In a significant stand against digital surveillance concerns, Apple Inc. has declared its intention to reject an Indian government directive requiring smartphone manufacturers to preinstall the state-developed ‘Sanchar Saathi’ application on all devices. The controversial mandate, issued confidentially to industry giants including Samsung and Xiaomi, provides a 90-day compliance window for embedding the cyber safety tool designed to track stolen phones and prevent misuse.

The Indian telecommunications ministry has characterized the measure as an essential security protocol to combat rising cyber threats, particularly addressing the proliferation of duplicated IMEI numbers that facilitate scams and network exploitation. However, privacy advocates and political opponents of Prime Minister Narendra Modi’s administration have condemned the move as governmental overreach that could potentially grant authorities unprecedented access to India’s 730 million smartphone users.

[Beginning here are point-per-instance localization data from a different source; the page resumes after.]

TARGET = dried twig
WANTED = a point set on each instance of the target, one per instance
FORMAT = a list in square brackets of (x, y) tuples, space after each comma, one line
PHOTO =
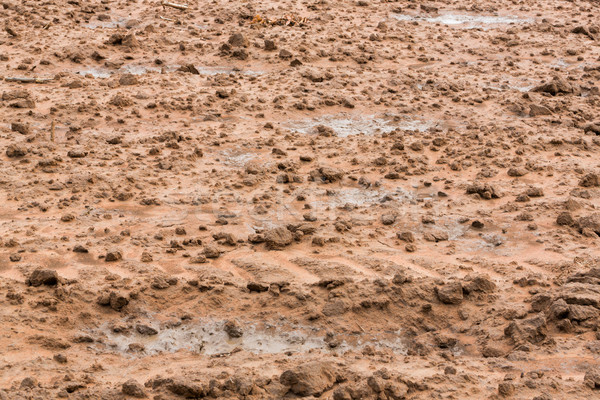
[(174, 5), (29, 80)]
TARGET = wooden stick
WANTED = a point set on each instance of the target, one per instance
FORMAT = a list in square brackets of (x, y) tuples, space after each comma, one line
[(175, 5), (29, 80)]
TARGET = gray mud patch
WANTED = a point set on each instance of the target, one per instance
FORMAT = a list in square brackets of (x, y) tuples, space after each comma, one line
[(345, 125), (465, 21), (136, 69), (208, 337)]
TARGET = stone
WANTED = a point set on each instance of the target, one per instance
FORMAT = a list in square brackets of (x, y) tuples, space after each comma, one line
[(133, 388), (450, 293), (278, 238), (41, 277), (309, 379)]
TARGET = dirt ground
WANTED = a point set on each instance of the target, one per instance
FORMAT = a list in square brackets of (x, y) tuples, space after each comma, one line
[(282, 199)]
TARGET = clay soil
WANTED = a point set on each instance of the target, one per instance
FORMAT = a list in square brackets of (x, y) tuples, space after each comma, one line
[(299, 199)]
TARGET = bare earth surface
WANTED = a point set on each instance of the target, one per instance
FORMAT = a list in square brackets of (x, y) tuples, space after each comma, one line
[(335, 199)]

According to three industry sources familiar with Apple’s position, the technology giant plans to formally communicate its objections to New Delhi, emphasizing that such mandates contradict its global privacy standards and threaten the security integrity of its iOS ecosystem. Two sources confirmed that Apple will neither comply with the order nor pursue legal action, but will instead present its security concerns through diplomatic channels.

The development occurs amid Apple’s ongoing legal confrontation with Indian antitrust regulators regarding penalty provisions that could potentially expose the company to $38 billion in fines. While Samsung and other Android-based manufacturers reportedly continue evaluating the mandate, Apple maintains its distinctive position due to its tightly controlled App Store and proprietary software architecture—key components of its $100-billion annual services business.

India’s primary opposition party, the Congress Party, has demanded immediate revocation of the mandate, with senior leader KC Venugopal declaring on social media platform X that ‘Big Brother cannot watch us.’ The government maintains that the initiative addresses legitimate security concerns in a market with substantial second-hand device circulation, where stolen or blacklisted phones frequently reappear in commerce.